Aux environs de 20 h 40, les Flaming Lips ont amorcé leur spectacle. La foule était très dense, tellement qu'on se demandait s'il y avait des spectateurs pour voir The Very Best, le pauvre groupe qui se produisait en même temps sur la scène secondaire. Pris contre la clôture en compagnie d'une centaine d'autres photographes, je n'ai pas vu grand-chose de l'introduction, alors que Coyne a marché sur la foule à l'intérieur de sa fameuse grosse balloune (il avait effectué le même manège à Osheaga en 2006). Par la suite, les spectateurs ont eu droit à des canons à confettis, des ballons, un écran géant à projections psychédéliques et des personnes costumées en grenouilles et en loups! Au niveau des spectacles colorés, on peut avancer que les Lips forment en quelque sorte le Pink Floyd du 21e siècle. Leurs concerts ne sont jamais ennuyants et chaque chanson renferme un petit quelque chose de spécial. Cela dit, comme je l'ai mentionné un peu plus haut, la prestation ressemblait grandement à celle offerte à Osheaga trois ans plus tôt. Ce n'est pas bien grave, car des concerts comme ça, j'en prendrais à toutes les semaines.

Par ailleurs, le spectacle de Flaming Lips au Pitchfork Music Festival jouissait du concept "Write the Night", les spectateurs ayant eu le loisir de choisir au préalable les chansons qu'ils désiraient entendre live. Même si Coyne et ses acolytes n'ont pas suivi la liste de demandes spéciales à la lettre, ils ont tout de même offert quelques rares morceaux, dont Enthusiasm for Life Defeats Internal Existential Fear, une chanson qui figure sur le documentaire Fearless Freaks, et c'était la toute première fois que le groupe la jouait en concert. Bad Days, de Clouds Taste Metallic, est aussi une autre pièce livrée qui a rarement été jouée. Évidemment, les favorites de la foule (Race For the Prize, Fight Test, Yoshimi Battles the Pink Robots Pt. 1 et Do You Realize??) ont toutes été interprétées. Au bout d'une heure et demie, alors qu'on sentait que la formation pouvait nous en donner encore beaucoup plus, les Lips ont dû tirer leur révérence. "J'aimerais sincèrement jouer pendant trois heures pour vous, mais nous devons arrêter en raison d'un règlement de la ville", a mentionné Coyne à la foule, visiblement déçue. Mais 90 minutes délirantes des Flaming Lips, c'est toujours mieux que rien!

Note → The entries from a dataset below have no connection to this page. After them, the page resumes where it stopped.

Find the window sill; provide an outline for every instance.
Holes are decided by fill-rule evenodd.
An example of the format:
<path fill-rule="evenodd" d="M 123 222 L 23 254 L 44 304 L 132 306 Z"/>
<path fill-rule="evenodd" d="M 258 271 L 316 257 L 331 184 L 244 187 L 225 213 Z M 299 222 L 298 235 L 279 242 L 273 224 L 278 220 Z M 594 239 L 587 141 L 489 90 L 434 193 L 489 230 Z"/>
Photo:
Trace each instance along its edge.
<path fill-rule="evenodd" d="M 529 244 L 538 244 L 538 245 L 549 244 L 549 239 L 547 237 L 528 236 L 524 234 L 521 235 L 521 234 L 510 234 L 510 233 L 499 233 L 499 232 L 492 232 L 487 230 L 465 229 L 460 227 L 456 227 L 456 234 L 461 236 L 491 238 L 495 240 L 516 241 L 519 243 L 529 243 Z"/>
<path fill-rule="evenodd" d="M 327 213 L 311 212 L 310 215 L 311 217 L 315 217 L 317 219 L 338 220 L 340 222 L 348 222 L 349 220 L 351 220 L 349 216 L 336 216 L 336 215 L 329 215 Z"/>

Liste des pièces jouées par The Flaming Lips, dans l'ordre:
Race For The Prize; Silver Trembling Hands; Bad Days; Enthusiasm for Life Defeats Internal Existential Fear; The Yeah Yeah Yeah Song; Fight Test; Convinced of the Hex; Mountain Side; Yoshimi Battles the Pink Robots Pt. 1; She Don't Use Jelly; Do You Realize??

Comme vous pouvez vous en douter, ces deux journées ont été particulièrement épuisantes, même si je n'ai pas vu le temps passer. L'aspect plus "intime" et relaxe de ce festival (si on le compare à Lollapalooza) fait en sorte qu'on a l'impression de manquer beaucoup moins de groupes et de profiter davantage de la journée. Les "déchirements" quant à la programmation sont nettement moins nombreux, et on quitte l'événement avec beaucoup plus de satisfaction que de frustration. Alors que Lollapalooza m'avait presque fait détester les festivals extérieurs, P4K vient tout à coup de me réconcilier de jolie façon avec ce type d'événement.